Last weekend, tens of thousands of right-wing protesters invaded Washington, DC for the 912 March. Not only were they rallying against President Obama’s plans for health care reform, but more generally against “socialism,” government-run services, and too much taxation.
A large number of the tea party protesters relied on DC’s transit system to get around the city. The Washington Metropolitan Transit Authority (WMATA) reported that on Sept. 12, metrorail ridership was double compared to an average Saturday. The Washington metro, of course, is public transit — in other words, it’s run by big government. Nevertheless, Rep. Kevin Brady (R-TX) has written a letter to WMATA complaining that the service wasn’t good enough for the tea baggers:
“These individuals came all the way from Southeast Texas to protest the excessive spending and growing government intrusion by the 111th Congress and the new Obama administration,” Brady wrote. “These participants, whose tax dollars were used to create and maintain this public transit system, were frustrated and disappointed that our nation’s capital did not make a great effort to simply provide a basic level of transit for them.”
A spokesman for Brady says that “there weren’t enough cars and there weren’t enough trains.” Brady tweeted as much from the Saturday march. “METRO did not prepare for Tea Party March! More stories. People couldn’t get on, missed start of march. I will demand answers from Metro,” he wrote on Twitter.
In his letter, Brady also complained that overcrowding on the metro trains
“forced an 80-year-old woman and elderly veterans in wheelchairs to pay for cabs” — in other words, to rely on the non-government-run transportation system, which tea party protesters would presumably want to support.
A large part of the reason that the DC metro has had so many problems in recent years is that it doesn’t “have dedicated tax revenue.” It has often run into protests from people such Sen. Tom Coburn (R-OK), who has said that we shouldn’t “steal opportunity from our children so that we can have a ride on the Metro.” The American Public Transportation Association says that “recession-imposed limits on government budgets and increased demand are doubtless among the reasons why ‘transit systems are strained all over the country.'”

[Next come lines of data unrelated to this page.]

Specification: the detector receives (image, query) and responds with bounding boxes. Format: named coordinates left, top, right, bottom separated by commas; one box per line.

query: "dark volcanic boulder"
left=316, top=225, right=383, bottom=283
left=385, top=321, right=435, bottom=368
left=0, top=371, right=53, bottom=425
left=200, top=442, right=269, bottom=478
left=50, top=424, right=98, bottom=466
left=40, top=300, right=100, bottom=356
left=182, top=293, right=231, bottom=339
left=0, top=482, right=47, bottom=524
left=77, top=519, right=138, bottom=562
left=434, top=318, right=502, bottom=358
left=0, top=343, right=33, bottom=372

Americans around the country are relying on metro more than ever. Last year, they took 10.7 billion trips, the highest level in 52 years. The American Association of State Highway and Transportation Officials reports that “an annual investment of $46 billion is needed to keep up with an expected 2.4 percent annual growth in ridership,” but in 2006, “transit capital from all levels of government amounted to only $13.3 billion.”
As for Brady…John Cole points out that when a bill containing $150 million for emergency maintenance funding for the DC metro system came up this summer, Brady voted against it.
On DailyKos, Electablog lists some of the socialist services the tea parties used while in DC.
Culture of Truth writes, “But should you really take public transit to an anti-government protest?” Atrios adds, “This is also about people not from cities seeing cities – especially DC – as big urban theme parks. The monorail ride broke down.”
,Steve Benen writes, “In some instances, Brady said constituents relied on private enterprise — taxi cabs — rather than the (ahem) public option. The conservative lawmaker described this as a bad thing. Local officials, Brady said, should have made “a great effort to simply provide a basic level of transit” to the public. Read that sentence again and replace ‘transit’ with ‘health care coverage.’“
,Today Brady defended his comments, saying that if metro “routinely adds or subtracts cars to meet demand, daily or on weekends, I would expect them to make those same adjustments for this rally, a local sporting event, or any event where they expect increased ridership.” He also said that there was no contradiction in the fact that he’s griping about metro service even though he voted against the stimulus because it was “supposed to be for creating jobs, for creating new lines and expanding and modernizing their existing facilities” and had “nothing to do with the day to day operations of it.”